Что же касается юбиляра Рейзена, то к концу жизни он придерживался все более радикальных взглядов среди жильцов дома, которым осуждение прошлого (для них это был золотой век!) было несвойственно. Одному из гостей, сравнившему его с Шаляпиным, мудрый Марк Осипович ответил: «Зачем вы сравниваете меня, раба, со свободным человеком Шаляпиным? Шаляпин, если ему нужно было, мог разорвать занавес или потребовать сменить дирижера. А я после каждого спектакля в Большом театре дрожал, прислушиваясь к машинам: не за мной ли приехали? Вы думаете, что это не перешло в само звучание голоса?» Плюрализм мнений двух певцов-могикан был вызван и характеристикой ролей, ими исполняемых. В самом деле: какие претензии идеологического плана можно было предъявить к Ленскому или Юродивому в исполнении Козловского? Да никаких. Юродивый — воплощение страдающего народа, живой укор прогнившему царскому режиму. А вот Рейзен-Годунов чуть не стал последней партией для артиста, которого в 1940-х годах обвинили в подозрительных аналогиях: мучающийся муками совести русский царь кому-то там наверху в Кремле вдруг напомнил… в общем, понятно, кого и что. А ведь и правда — параллели напрашиваются. Опасная это опера — «Борис Годунов»!
Развивая мысль о тяжести шапки Мономаха, в чем-то равноценной огромной ответственности солиста Большого театра, Иван Семенович принялся рассказывать о своей встрече с живым, а не оперным царем — Николаем II, приехавшим как-то в Киев. Давно это было. Самодержец Всероссийский, послушав хор Михайловского Златоверхого монастыря, оценил природное дарование одного из певчих — и к царю подвели мальчишку с красивым голосом, вот, говорят, наш самородок — Ивасик Козловский, со всего Киева прихожане приходят его послушать! Козловский на всю жизнь запомнил лицо царя: «Он был очень улыбчив, мягкий, очень добрый» (ну прямо как Сталин — добавим мы).
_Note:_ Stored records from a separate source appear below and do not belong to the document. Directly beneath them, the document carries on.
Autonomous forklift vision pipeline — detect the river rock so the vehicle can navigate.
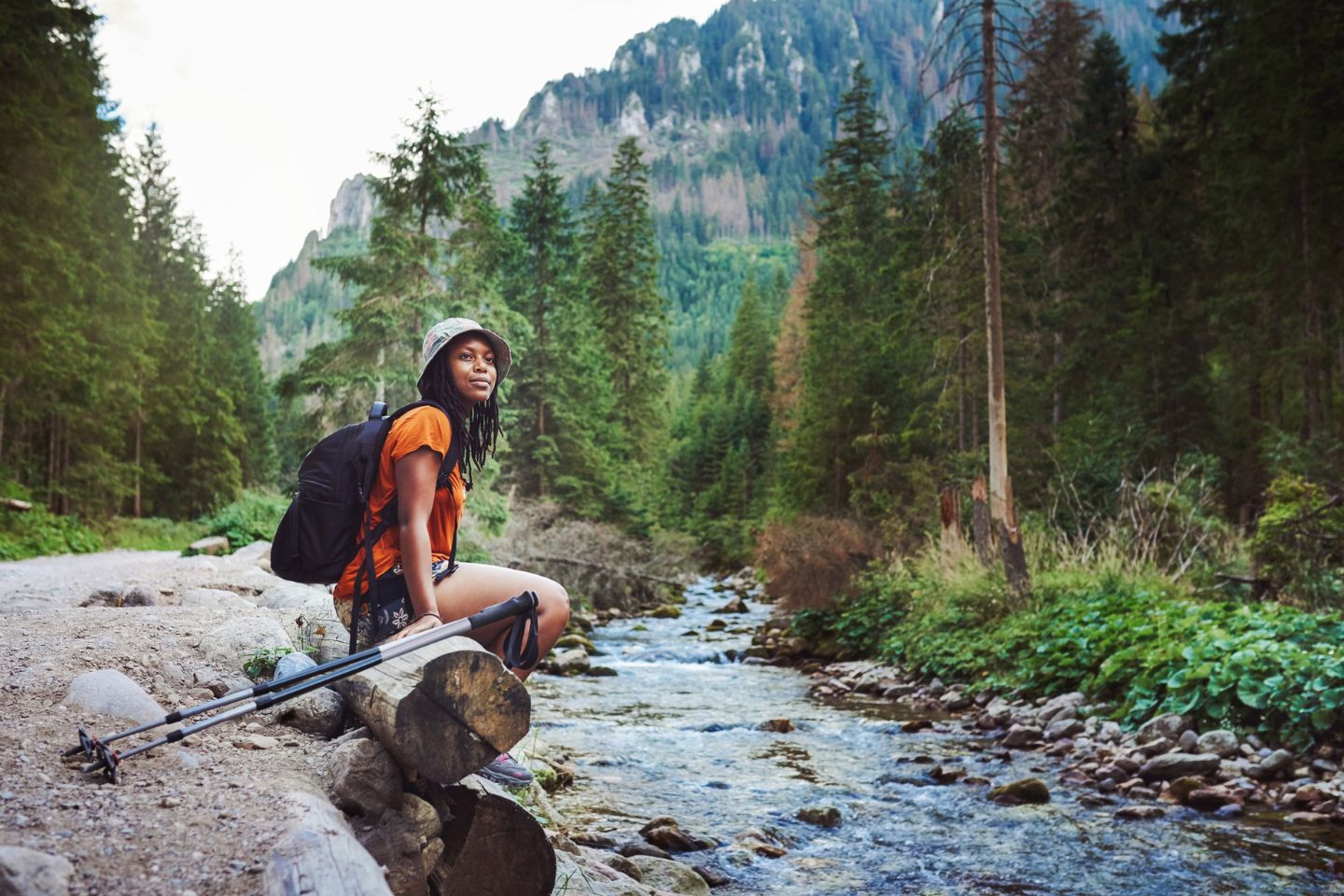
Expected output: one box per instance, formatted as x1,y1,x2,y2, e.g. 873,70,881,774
547,648,589,676
257,581,333,615
616,840,672,859
630,856,709,896
555,631,596,655
999,725,1043,747
1246,749,1293,780
989,777,1050,806
1139,752,1223,780
553,849,650,896
1041,718,1086,743
1036,691,1086,725
0,847,76,896
270,651,317,681
187,535,229,556
714,596,750,612
1283,811,1331,825
797,806,843,828
275,687,345,737
1115,806,1167,820
1185,787,1239,811
355,794,442,896
1136,712,1189,744
180,588,256,609
323,737,402,819
119,584,164,608
196,617,294,672
61,669,168,722
1097,721,1125,744
1197,728,1239,759
639,816,718,853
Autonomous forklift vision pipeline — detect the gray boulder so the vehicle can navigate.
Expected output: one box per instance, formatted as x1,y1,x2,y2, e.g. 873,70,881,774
1036,691,1086,725
323,737,402,819
180,588,256,609
275,688,345,737
630,856,709,896
1197,728,1240,759
999,725,1043,747
1137,712,1189,744
187,535,229,556
198,617,294,669
61,669,167,722
0,847,76,896
1042,719,1087,743
1139,752,1223,780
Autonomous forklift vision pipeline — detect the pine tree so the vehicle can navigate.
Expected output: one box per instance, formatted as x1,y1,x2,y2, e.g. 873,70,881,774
582,137,668,466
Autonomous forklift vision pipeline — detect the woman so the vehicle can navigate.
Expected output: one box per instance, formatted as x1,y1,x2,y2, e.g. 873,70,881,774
332,317,570,786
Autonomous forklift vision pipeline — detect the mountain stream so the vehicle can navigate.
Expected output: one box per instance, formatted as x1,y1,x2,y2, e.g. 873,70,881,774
534,579,1344,896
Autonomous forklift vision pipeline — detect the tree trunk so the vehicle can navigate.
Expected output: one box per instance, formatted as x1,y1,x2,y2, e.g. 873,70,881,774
337,637,532,785
428,775,556,896
971,476,995,566
980,0,1030,595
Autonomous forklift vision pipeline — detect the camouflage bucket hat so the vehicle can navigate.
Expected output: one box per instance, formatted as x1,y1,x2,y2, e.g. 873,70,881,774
421,317,513,388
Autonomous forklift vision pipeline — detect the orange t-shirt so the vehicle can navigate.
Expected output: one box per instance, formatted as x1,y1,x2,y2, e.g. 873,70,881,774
332,407,467,626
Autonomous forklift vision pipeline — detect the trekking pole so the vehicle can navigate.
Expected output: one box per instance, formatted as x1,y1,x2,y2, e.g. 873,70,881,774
62,591,538,783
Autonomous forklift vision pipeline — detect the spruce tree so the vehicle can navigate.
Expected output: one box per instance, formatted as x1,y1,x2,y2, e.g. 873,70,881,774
582,137,668,466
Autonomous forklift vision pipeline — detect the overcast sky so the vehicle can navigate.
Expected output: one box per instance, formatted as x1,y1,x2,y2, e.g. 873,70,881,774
92,0,724,300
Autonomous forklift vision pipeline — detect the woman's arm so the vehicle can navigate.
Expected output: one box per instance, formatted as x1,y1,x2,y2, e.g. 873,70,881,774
390,447,442,641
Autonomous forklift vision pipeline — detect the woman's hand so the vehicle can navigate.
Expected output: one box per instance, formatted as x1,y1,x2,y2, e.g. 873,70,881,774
387,612,443,642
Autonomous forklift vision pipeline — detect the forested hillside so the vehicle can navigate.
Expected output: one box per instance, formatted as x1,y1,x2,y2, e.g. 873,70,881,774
258,0,1164,376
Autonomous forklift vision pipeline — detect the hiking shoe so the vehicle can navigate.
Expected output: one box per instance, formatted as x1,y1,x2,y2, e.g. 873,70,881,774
476,752,534,787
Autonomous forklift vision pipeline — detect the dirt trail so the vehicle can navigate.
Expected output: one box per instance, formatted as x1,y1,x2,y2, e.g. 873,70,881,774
0,551,352,896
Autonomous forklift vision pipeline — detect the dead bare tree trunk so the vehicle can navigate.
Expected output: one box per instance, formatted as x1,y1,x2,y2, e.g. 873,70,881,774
980,0,1030,596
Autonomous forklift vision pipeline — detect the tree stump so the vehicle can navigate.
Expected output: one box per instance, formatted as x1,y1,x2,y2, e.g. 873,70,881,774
339,638,532,785
262,792,391,896
428,775,555,896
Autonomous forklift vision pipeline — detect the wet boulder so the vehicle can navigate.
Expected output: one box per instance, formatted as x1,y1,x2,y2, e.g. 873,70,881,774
1139,752,1223,780
61,669,167,722
797,806,841,828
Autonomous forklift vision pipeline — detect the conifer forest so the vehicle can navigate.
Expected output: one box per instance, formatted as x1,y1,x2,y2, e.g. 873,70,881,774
0,0,1344,757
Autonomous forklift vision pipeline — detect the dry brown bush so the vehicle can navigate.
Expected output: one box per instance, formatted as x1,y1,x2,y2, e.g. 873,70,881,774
757,516,880,609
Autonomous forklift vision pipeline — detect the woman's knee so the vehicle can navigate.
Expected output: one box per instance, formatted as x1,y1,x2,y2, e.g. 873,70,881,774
537,579,570,629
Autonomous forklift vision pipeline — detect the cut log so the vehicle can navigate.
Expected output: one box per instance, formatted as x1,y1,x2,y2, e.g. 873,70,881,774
262,791,392,896
339,638,532,785
428,775,555,896
971,476,995,566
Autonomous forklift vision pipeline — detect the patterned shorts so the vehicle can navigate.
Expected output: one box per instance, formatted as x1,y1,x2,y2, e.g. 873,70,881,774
358,560,457,651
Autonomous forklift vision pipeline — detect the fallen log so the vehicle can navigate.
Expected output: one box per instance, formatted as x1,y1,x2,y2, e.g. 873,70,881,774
337,638,532,785
428,775,555,896
262,791,391,896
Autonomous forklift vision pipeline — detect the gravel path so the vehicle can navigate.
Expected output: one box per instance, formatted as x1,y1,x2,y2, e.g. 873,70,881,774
0,548,346,896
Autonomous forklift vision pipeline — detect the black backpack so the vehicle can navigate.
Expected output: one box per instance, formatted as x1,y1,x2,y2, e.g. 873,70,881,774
270,401,461,652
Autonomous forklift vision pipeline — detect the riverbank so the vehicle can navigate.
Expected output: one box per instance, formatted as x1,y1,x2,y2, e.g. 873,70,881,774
521,581,1344,896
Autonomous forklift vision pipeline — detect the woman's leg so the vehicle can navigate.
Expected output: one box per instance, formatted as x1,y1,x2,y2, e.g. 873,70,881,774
434,563,570,681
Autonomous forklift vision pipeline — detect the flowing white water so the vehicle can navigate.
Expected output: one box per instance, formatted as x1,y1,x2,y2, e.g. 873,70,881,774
534,579,1344,896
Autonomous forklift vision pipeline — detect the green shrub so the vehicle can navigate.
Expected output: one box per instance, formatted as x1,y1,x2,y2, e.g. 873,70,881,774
97,516,205,551
201,489,289,550
795,562,1344,744
0,497,102,560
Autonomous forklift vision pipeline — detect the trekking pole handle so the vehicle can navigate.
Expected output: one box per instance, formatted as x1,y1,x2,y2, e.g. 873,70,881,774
467,591,539,630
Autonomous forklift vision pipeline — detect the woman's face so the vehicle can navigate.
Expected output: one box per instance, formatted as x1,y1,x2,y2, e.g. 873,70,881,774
443,334,497,406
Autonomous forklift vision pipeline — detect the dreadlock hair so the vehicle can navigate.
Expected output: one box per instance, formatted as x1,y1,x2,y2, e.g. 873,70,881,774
416,343,501,487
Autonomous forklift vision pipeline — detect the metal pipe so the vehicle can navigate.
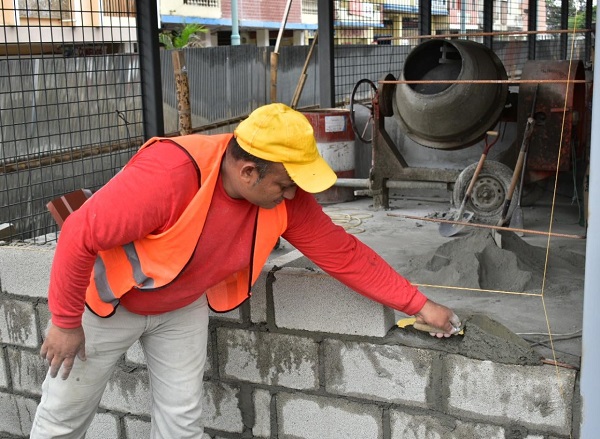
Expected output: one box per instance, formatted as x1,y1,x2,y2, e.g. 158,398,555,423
231,0,240,46
580,7,600,439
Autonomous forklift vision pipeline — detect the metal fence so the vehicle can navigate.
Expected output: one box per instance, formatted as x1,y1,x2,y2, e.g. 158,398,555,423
0,0,591,242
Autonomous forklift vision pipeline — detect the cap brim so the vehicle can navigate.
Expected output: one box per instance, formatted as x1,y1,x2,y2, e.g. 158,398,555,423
283,156,337,194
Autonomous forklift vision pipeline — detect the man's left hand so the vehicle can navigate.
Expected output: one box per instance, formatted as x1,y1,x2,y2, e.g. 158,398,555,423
415,299,462,338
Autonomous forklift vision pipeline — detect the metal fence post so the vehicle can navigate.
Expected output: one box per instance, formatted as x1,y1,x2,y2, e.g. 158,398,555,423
135,0,165,140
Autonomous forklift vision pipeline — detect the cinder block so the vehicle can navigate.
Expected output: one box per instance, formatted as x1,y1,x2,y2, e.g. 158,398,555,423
124,416,152,439
390,410,506,439
0,392,38,437
208,306,241,322
0,245,54,298
124,416,152,439
0,348,10,390
446,355,576,435
250,249,304,323
8,348,48,395
35,302,52,342
250,266,271,323
85,413,120,439
273,268,395,337
202,381,244,433
0,300,38,348
217,328,319,389
277,393,383,439
252,389,271,438
325,339,433,407
100,367,150,415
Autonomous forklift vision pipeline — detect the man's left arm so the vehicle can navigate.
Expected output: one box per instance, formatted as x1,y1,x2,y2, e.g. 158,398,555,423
283,190,455,334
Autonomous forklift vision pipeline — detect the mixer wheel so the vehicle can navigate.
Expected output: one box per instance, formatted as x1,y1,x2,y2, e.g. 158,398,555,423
350,78,377,143
452,160,519,224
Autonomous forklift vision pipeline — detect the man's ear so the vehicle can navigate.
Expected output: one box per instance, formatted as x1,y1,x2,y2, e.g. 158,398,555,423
239,162,257,183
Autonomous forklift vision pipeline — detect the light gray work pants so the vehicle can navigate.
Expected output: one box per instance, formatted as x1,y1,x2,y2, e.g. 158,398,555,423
30,295,208,439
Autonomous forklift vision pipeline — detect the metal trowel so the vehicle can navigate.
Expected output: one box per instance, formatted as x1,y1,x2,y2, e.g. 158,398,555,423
396,317,465,335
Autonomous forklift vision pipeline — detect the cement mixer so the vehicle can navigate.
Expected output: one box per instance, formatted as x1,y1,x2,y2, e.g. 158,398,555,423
350,39,587,224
Рейзен встречей с царем похвастаться не мог, у него от той эпохи остались словно напоминание два георгиевских креста и следы от ранений: Марк Осипович воевал еще в Первую мировую.
А молодежь 1980-х все сидела и слушала и вскоре, как это часто бывает, поспешила откланяться. Наутро Магомаев решил осведомиться у Рейзена о его здоровье: все-таки десятый десяток человеку! А тут такие перегрузки — юбилей в Большом театре, потом банкет. К его удивлению, на другом конце телефонной линии прозвучал бодрый бас Рейзена: «Ах, молодежь, вы вчера странно вели себя: ничего не ели, не пили, ушли рано. А мы, старики, кутили до утра. Винца выпили. Хорошо!» Марк Осипович и в дальнейшем напоминал о себе жителям окрестных к Брюсову переулку домов, выходя на прогулку с супругой Рашелью Анатольевной (она была на три года его моложе): «Если мы слышали, как пробивается сквозь стекла зычный голосище, бросались с Тамарой к окну: Рейзен с женой на променаде. Идет, идет — вдруг остановится и что-то начинает супруге доказывать. Да так живо, так настойчиво, во весь свой набатный глас. Всякий раз, провожая взглядом эту трогательную парочку, словно из другого, минувшего и какого-то степенного, обстоятельного века, мы думали: “Вот чудо и совершенство природы, стихийное явление! Сто лет в обед, а ведь на своих ногах. И всю ночь гуляет под вино. И волнуется, как мальчишка. И есть о чем и в девяносто лет поговорить с женой, что-то горячо обсуждать”…»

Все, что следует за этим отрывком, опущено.